Like any loving parents, Wendy and Greg Kauffman recognized their child was different but admit it took them some time to understand just how different. They wondered if she was going through a phase or maybe she was just gay.
It took the intervention of their other daughter, Avy, who was just six, to bring the truth to light - that Wrenna, then nine, wasn't just a girl pretending to be a boy, she really was a boy.
Fortunately, the Kauffmans didn't have to go far for help, since the University of Alberta in Edmonton houses the Institute for Sexual Minority Studies and Services. Once there, they found out Wrenna wasn't so unusual. As many as six kids out of every 1,000 are transgender and one study found that one out of every 170 teachers are transgender.
The social transformation began with Wrenna living her life as Wren and as a boy while at home. Family and close friends were informed of what was happening. Teachers were told and then finally Wren informed his classmates that he was not the she they thought he was.

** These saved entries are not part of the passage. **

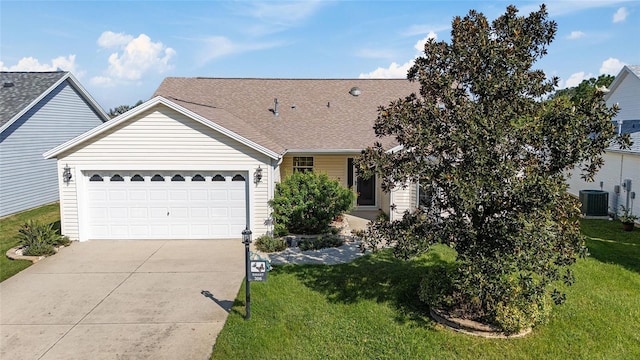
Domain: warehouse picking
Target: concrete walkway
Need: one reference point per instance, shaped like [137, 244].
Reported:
[122, 300]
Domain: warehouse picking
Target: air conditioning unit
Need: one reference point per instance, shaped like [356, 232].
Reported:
[594, 202]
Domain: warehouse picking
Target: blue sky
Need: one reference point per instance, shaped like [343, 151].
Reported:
[121, 51]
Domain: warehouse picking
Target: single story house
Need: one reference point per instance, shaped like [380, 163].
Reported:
[200, 160]
[38, 110]
[620, 174]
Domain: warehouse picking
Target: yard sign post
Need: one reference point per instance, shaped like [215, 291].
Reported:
[246, 240]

The adjustment continues. Wren is taking drug injections to halt the upcoming female puberty. More difficult choices await. At 16, he could start taking male hormones and at 18, he could decide to have surgery for sexual reassignment.

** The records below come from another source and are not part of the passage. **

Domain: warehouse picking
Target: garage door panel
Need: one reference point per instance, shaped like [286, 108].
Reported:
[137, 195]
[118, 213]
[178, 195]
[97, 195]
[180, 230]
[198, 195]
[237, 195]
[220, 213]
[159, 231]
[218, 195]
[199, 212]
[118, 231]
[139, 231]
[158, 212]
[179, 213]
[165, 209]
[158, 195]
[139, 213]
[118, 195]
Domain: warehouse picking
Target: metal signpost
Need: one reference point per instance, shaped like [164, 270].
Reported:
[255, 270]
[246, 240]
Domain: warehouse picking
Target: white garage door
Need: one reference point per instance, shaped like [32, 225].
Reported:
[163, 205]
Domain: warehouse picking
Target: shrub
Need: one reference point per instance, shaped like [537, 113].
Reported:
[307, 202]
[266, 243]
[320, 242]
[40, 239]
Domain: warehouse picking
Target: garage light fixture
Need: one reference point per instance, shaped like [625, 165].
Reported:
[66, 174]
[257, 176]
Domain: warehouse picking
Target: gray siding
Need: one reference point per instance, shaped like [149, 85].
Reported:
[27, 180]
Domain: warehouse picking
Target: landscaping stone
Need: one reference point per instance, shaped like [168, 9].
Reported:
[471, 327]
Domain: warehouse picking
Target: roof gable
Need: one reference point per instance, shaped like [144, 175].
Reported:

Wren told the CBC that he was crying himself to sleep at night because he was so frustrated and depressed that he wasn't a boy. His mother rightly pointed out that many transgendered individuals commit suicide during their teen years if they grow up in less understanding and accepting circumstances.
In another time, what Wren is doing now as a Grade 7 student, would have been socially impossible. In 1965, identical twins Bruce and Brian Reimer were born in Winnipeg. During a minor cauterization operation to fix a urinary issue when he was eight months old, Bruce's penis was burned beyond repair. Doctors convinced their parents that the best solution to this problem would be to have Bruce go through sex reassignment surgery and be raised as Brenda.
Except it didn't work.
Brenda never believed for one minute she was really a girl, despite the countless hormone injections and counselling sessions. Brenda's parents finally admitted what had happened after Brenda became suicidal and Brenda became David at age 14, later undergoing reversal surgery and hormone therapy. David's story was later told in the 2001 book As Nature Made Him: The Boy Who Was Raised As A Girl.
David's story, however, ended in tragedy. His twin brother died of an accidental overdose of antidepressants in 2002 and in 2004, David, unable to cope with his unemployment and separation from his wife of 14 years, took his own life.
Hopefully, Wren Kauffman grows up to be a well-adjusted and confident young man, thanks to the love and caring he's received from his family. It's human to want to be accepted and understood by the people around us, especially the ones who mean the most. Wren is blessed to have that.
The courage he and his family are showing by sharing their story with the world will hopefully create more acceptance of transgendered children.